The researchers’ search for antiaging factors did not point to another protein, GDF11, which some scientists have reported stimulates the growth of new blood vessels and neural stem cells in the brain. (Another claim—that GDF11 rejuvenates muscle—has been hotly contested by several labs, partly because their studies suggest GDF11 levels rise with age.)

But Wyss-Coray says the new study does not rule on a role for GDF11 in the brain. Harvard University neuroscientist Lee Rubin, who co-led the GDF11 brain study, says the new findings suggest “it isn’t just one thing. A lot of individual factors in blood can improve function.” Indeed, one might want to combine GDF11 and TIMP2 treatments to both generate new neurons and “get the most out of the cells that are there,” Temple suggests.

Some experts are less impressed by the study. Parabiosis researcher Irina Conboy of the University of California, Berkeley, notes that the paper doesn’t put the modest memory and learning improvements from TIMP2 in context by comparing them to, say, putting an old mouse on an exercise wheel, which can also improve cognitive function. Her own work suggests that the apparent antiaging effects of young blood may reflect the fact that it contains less of certain factors in old blood that her lab and others have reported contribute to aging.

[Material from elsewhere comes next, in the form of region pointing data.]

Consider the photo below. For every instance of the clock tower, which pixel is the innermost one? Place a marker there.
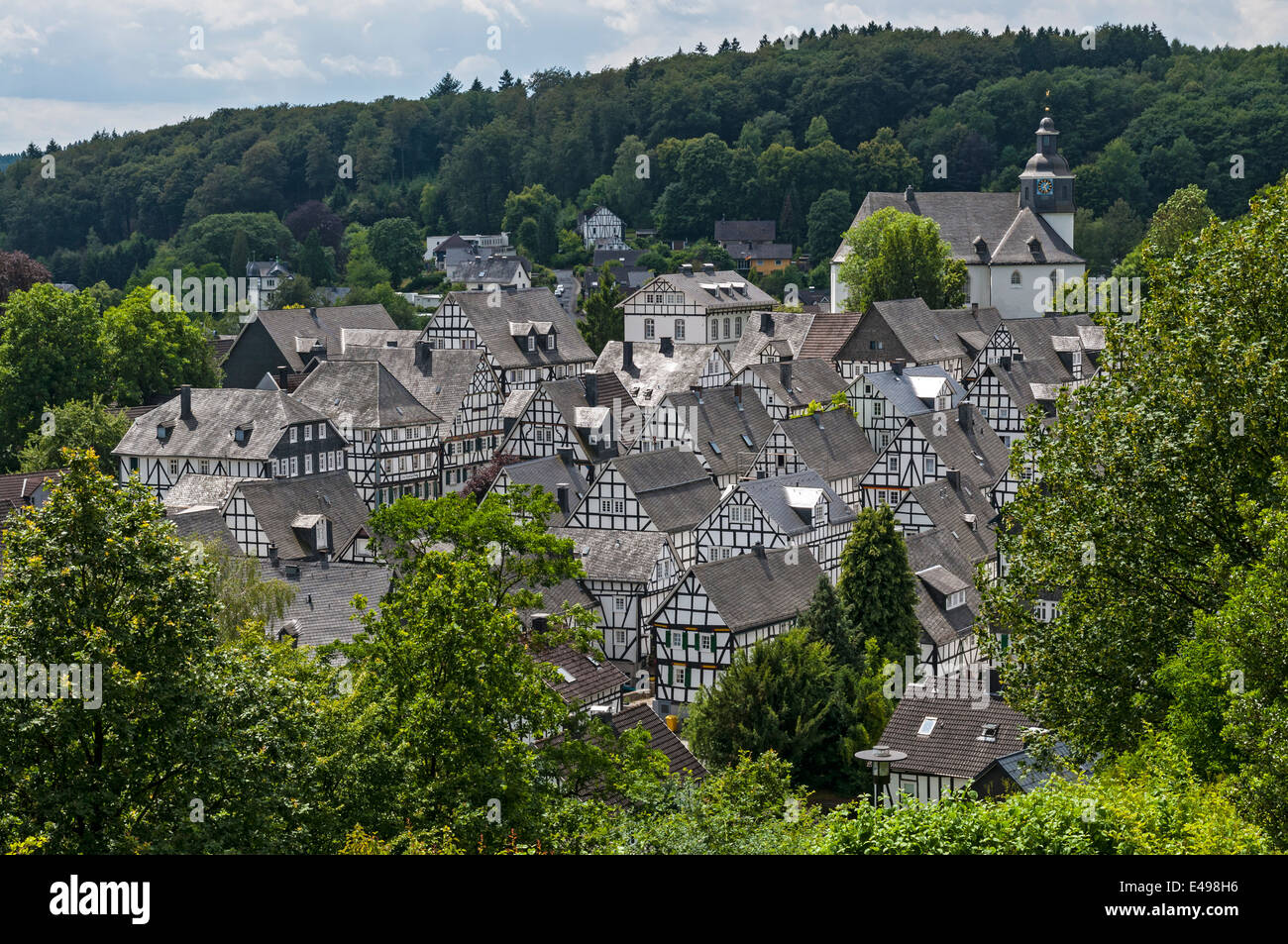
(1046, 184)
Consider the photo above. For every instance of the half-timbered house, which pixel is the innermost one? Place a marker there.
(526, 335)
(786, 387)
(721, 608)
(318, 518)
(949, 739)
(246, 434)
(668, 491)
(928, 446)
(722, 426)
(798, 511)
(884, 399)
(831, 442)
(391, 437)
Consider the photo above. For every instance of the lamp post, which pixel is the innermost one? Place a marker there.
(879, 759)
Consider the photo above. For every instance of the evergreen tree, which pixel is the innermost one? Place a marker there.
(876, 586)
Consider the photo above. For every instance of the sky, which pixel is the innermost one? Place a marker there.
(71, 67)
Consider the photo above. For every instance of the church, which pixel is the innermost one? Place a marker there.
(1014, 245)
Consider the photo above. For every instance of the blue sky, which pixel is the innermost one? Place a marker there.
(68, 67)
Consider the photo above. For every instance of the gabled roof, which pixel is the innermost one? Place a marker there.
(614, 556)
(652, 374)
(215, 415)
(323, 597)
(673, 485)
(832, 443)
(492, 325)
(750, 590)
(679, 758)
(709, 290)
(283, 505)
(716, 417)
(776, 501)
(909, 389)
(953, 747)
(799, 382)
(364, 391)
(974, 449)
(790, 327)
(292, 327)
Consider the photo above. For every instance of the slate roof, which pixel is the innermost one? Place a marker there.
(711, 290)
(193, 489)
(902, 389)
(717, 419)
(785, 327)
(365, 393)
(549, 472)
(652, 374)
(215, 415)
(827, 334)
(527, 305)
(799, 382)
(625, 556)
(974, 450)
(962, 217)
(673, 487)
(277, 504)
(295, 329)
(953, 747)
(323, 597)
(772, 497)
(750, 590)
(831, 443)
(679, 758)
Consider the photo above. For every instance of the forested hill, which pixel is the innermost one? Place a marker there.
(1138, 117)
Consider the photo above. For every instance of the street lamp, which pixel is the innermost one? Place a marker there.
(879, 759)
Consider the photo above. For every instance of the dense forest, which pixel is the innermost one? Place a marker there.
(793, 134)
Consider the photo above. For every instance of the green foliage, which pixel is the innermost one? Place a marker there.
(900, 256)
(151, 352)
(876, 586)
(76, 425)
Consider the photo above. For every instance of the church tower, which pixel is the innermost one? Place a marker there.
(1046, 184)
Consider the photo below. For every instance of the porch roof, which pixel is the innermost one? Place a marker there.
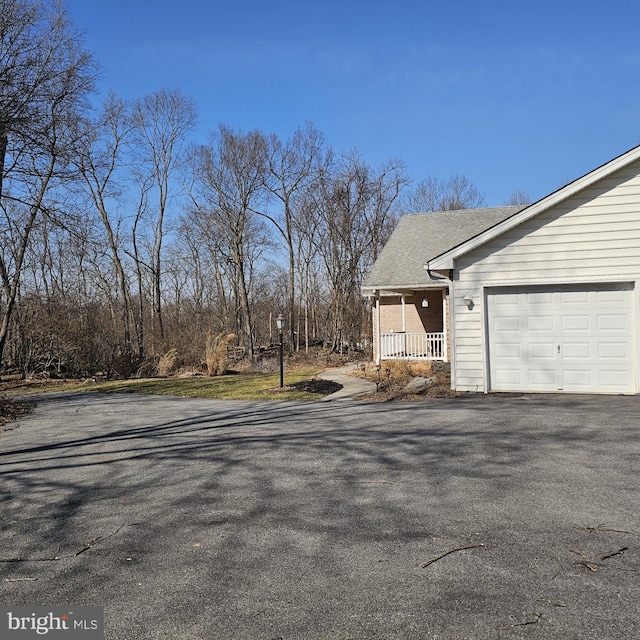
(420, 237)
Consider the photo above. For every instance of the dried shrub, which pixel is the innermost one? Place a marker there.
(167, 363)
(216, 357)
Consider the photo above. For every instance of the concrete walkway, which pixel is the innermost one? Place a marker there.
(352, 387)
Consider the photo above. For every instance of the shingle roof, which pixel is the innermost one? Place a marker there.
(420, 237)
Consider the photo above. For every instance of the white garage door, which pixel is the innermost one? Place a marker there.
(575, 339)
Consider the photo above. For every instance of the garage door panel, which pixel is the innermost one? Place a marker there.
(575, 323)
(538, 297)
(540, 323)
(612, 322)
(574, 297)
(614, 351)
(579, 350)
(508, 350)
(562, 338)
(541, 350)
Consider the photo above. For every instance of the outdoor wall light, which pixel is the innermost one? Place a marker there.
(280, 323)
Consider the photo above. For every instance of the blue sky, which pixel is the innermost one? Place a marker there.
(513, 95)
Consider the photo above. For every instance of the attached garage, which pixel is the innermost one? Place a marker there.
(578, 338)
(541, 298)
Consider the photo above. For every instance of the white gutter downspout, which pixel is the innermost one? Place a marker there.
(452, 331)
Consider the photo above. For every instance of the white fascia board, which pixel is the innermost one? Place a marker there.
(395, 290)
(447, 259)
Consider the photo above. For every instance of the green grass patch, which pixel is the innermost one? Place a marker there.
(228, 387)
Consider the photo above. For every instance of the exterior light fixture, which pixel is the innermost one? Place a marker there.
(281, 323)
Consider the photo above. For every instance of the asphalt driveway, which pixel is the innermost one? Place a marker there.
(189, 519)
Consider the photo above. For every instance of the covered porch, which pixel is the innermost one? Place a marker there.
(411, 325)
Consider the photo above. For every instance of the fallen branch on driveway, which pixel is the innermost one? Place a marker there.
(446, 553)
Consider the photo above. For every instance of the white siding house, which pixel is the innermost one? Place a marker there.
(547, 299)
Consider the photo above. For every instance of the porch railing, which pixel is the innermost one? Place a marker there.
(412, 346)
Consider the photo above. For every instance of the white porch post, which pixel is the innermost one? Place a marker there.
(444, 324)
(377, 331)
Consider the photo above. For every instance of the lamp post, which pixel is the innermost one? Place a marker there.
(280, 323)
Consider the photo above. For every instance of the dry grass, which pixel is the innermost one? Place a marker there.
(393, 376)
(216, 357)
(167, 363)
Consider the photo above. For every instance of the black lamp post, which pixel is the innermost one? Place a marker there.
(280, 323)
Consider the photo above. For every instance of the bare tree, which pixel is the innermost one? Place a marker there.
(227, 191)
(355, 209)
(45, 77)
(292, 167)
(433, 194)
(98, 157)
(518, 198)
(162, 121)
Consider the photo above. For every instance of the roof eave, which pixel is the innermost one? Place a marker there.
(447, 259)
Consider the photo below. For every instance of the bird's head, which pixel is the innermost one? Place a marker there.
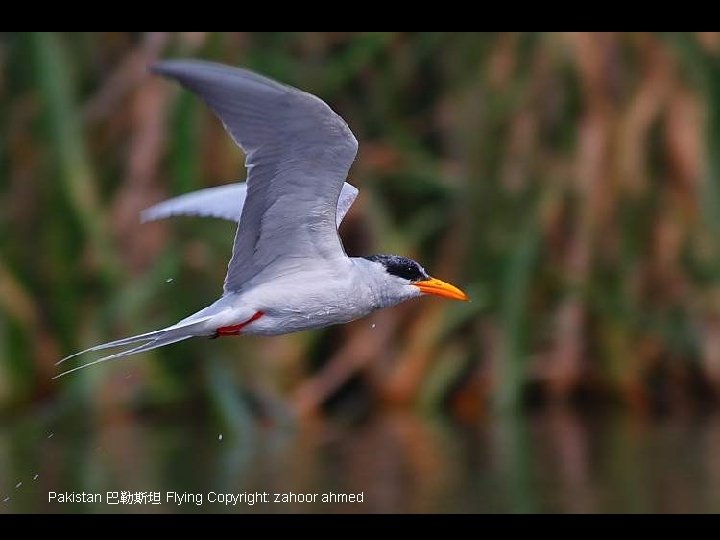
(407, 279)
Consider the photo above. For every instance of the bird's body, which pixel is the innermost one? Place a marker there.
(288, 270)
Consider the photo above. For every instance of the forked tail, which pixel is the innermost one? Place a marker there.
(185, 329)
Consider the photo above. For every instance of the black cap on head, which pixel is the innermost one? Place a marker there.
(401, 267)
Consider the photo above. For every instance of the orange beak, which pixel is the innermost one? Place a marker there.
(440, 288)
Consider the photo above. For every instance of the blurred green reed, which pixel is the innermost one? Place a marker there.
(568, 181)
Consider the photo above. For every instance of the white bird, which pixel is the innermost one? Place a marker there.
(288, 270)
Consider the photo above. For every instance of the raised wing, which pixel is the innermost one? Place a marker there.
(226, 202)
(298, 152)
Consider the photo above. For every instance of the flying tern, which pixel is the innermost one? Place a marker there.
(288, 270)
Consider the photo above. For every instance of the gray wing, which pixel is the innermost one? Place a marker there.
(298, 153)
(226, 202)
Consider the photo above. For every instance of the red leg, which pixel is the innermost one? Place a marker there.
(235, 329)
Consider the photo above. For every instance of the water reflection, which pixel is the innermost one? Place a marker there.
(555, 461)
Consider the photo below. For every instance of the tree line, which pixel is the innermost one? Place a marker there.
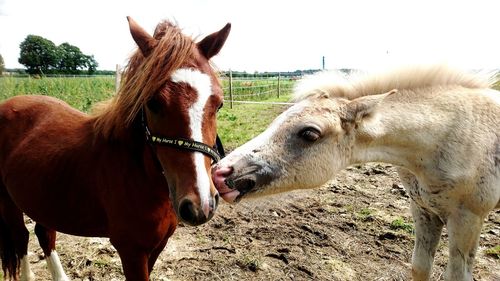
(41, 56)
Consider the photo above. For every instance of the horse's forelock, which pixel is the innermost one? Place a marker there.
(144, 76)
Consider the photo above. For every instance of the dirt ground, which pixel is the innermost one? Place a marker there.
(358, 227)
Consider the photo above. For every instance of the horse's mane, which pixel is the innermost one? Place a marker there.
(142, 78)
(357, 84)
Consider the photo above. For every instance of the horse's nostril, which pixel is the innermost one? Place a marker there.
(187, 212)
(215, 202)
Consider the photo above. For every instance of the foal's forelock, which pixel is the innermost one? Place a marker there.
(203, 86)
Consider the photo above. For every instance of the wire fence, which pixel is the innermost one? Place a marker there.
(256, 89)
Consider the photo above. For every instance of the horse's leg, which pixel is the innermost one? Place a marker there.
(428, 229)
(134, 263)
(14, 238)
(134, 258)
(47, 240)
(156, 252)
(464, 228)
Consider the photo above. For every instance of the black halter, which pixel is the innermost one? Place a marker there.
(216, 153)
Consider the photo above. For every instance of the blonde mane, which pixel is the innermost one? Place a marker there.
(142, 78)
(357, 84)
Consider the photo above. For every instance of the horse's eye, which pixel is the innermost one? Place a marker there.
(154, 105)
(310, 134)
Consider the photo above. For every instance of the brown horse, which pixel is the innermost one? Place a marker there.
(127, 172)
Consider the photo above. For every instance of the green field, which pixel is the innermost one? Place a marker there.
(79, 92)
(235, 126)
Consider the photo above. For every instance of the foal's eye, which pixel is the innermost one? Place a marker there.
(154, 105)
(310, 134)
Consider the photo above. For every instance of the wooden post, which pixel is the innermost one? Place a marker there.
(230, 89)
(279, 88)
(118, 78)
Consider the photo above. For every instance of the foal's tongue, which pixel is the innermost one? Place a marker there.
(230, 196)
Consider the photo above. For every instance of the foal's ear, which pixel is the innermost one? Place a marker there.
(145, 41)
(362, 108)
(211, 45)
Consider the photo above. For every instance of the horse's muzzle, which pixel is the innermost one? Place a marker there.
(193, 214)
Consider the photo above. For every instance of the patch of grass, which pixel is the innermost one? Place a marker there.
(494, 252)
(245, 121)
(400, 224)
(79, 92)
(365, 214)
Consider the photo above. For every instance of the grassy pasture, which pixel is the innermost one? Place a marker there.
(79, 92)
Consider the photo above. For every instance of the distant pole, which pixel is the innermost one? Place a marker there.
(230, 89)
(118, 78)
(279, 88)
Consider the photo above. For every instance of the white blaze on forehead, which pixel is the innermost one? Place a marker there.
(203, 86)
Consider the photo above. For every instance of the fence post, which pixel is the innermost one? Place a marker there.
(230, 89)
(279, 80)
(118, 77)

Stanford has filed for patents on using TIMP2 to treat aging-associated conditions, and Alkahest, a company in San Carlos, California, that Wyss-Coray co-founded, plans to develop it. An Alkahest-sponsored trial at Stanford testing young human plasma as a treatment in 18 Alzheimer’s disease patients ended in January; results will be presented at a meeting in November, says Alkahest CEO Karoly Nikolich. (Rubin serves on Alkahest’s advisory board.) Meanwhile, some clinics are already offering young blood injections to reverse aging in people. But Wyss-Coray and others say such treatments are premature.